You will doubtless like to know how Vesuvius looked, after doing so much mischief. Here is a picture showing what like it was immediately before the eruption; and one showing its appearance soon after the event. On comparing the two, you will observe the mountain had undergone a great change. It was no longer flat on the top, but had formed for itself a large cone, from the summit of which dense vapours ascended. This cone was composed entirely of the ashes, cinders, and loose stones, thrown up during the eruption. It had become separated by a deep ravine from the remainder of the former summit, which afterwards came to be distinguished by the name Monte Somma. The whole of the forests, vineyards, and other luxuriant vegetation, which had covered that portion of the sides of Vesuvius where the eruption took place, were destroyed. Nothing could be more striking than the contrast between the beautiful appearance of the mountain before this catastrophe, and its desolate aspect after the sad event. This remarkable contrast forms the subject of one of Martial's Epigrams, lib. iv. Ep. 44. It is thus rendered by Mr. Addison:--

[Illustration: Vesuvius after the Eruption of A.D. 79.]

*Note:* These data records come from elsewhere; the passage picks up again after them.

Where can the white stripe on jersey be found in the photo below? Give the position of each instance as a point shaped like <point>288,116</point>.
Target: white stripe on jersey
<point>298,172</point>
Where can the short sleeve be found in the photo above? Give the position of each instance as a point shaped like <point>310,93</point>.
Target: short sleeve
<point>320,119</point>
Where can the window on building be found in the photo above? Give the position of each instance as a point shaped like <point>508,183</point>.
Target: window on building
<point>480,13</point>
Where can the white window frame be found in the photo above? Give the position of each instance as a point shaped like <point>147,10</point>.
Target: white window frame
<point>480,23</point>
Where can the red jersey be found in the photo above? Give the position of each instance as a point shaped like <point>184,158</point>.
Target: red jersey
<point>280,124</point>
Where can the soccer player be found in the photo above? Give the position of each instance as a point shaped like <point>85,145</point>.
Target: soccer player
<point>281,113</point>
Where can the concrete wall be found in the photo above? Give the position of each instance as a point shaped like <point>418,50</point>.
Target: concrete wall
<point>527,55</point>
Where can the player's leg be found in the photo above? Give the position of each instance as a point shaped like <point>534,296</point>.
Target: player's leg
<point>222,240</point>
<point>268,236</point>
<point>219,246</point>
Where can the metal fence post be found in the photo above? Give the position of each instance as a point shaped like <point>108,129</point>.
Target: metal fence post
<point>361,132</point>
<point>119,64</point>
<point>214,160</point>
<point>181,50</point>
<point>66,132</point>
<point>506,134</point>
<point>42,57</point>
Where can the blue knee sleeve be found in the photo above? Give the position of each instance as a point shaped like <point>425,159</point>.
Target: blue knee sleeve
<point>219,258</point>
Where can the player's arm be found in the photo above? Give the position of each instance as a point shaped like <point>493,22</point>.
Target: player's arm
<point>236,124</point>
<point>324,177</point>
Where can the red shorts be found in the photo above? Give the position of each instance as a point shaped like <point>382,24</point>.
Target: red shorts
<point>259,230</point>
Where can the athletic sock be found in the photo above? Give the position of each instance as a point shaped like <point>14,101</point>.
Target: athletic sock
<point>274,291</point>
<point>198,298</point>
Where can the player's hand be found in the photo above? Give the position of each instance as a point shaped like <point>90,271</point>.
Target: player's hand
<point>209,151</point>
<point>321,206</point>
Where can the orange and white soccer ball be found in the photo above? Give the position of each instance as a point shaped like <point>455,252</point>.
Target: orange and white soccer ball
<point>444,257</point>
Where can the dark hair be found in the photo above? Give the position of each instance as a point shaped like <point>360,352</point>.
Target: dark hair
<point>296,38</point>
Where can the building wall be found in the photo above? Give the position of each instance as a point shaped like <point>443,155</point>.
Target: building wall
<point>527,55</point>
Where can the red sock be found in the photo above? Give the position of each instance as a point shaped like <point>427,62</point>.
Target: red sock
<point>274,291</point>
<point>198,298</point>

"Vesuvius covered with the fruitful vine Here flourished once, and ran with floods of wine. Here Bacchus oft to the cool shades retired, And his own native Nysa less admired. Oft to the mountain's airy tops advanced, The frisking Satyrs on the summit danced. Alcides [1] here, here Venus graced the shore, Nor loved her favourite Lacedaemon more. Now piles of ashes, spreading all around, In undistinguished heaps deform the ground. The gods themselves the ruined seats bemoan, And blame the mischiefs that themselves have done."

[1. Hercules]

Since the eruption of A.D. 79, Vesuvius has had many fits of activity with intervals of rest. In A.D. 472, it threw out so great a quantity of ashes, that they overspread all Europe, and filled even Constantinople with alarm. In A.D. 1036 occurred the first eruption in which there was any ejection of lava. This eruption was followed by five others, the last of which occurred in 1500. To these succeeded a long rest of about a hundred and thirty years, during which the mountain had again become covered with gardens and vineyards as of old. Even the inside of the crater had become clothed with shrubbery.

In this interval, however, there was an extraordinary eruption--not of Vesuvius itself, but at no great distance from it, in the Bay of Baiae, on the opposite shore of the Bay of Naples. The whole of this neighbourhood is a volcanic country, and was anciently named the Phlegraean Fields. It contains a crater in a state of subdued activity, called the Solfatara; an extinct volcano having a large crater called Monte Barbaro; and Lake Avernus, also supposed to be an extinct volcanic crater. Between Monte Barbaro and the sea, there was formerly a fiat piece of ground bordering on the Lucrine Lake, which is separated from the Bay of Baiae by a narrow strip of shingle. On the 29th of September 1538, the flat piece of ground above mentioned became the scene of a great eruption, which resulted in the throwing up of a new elevation to the height of four hundred and thirteen feet, and with a circumference of eight thousand feet. It received the name of Monte Nuovo, and is now covered with a luxuriant vegetation.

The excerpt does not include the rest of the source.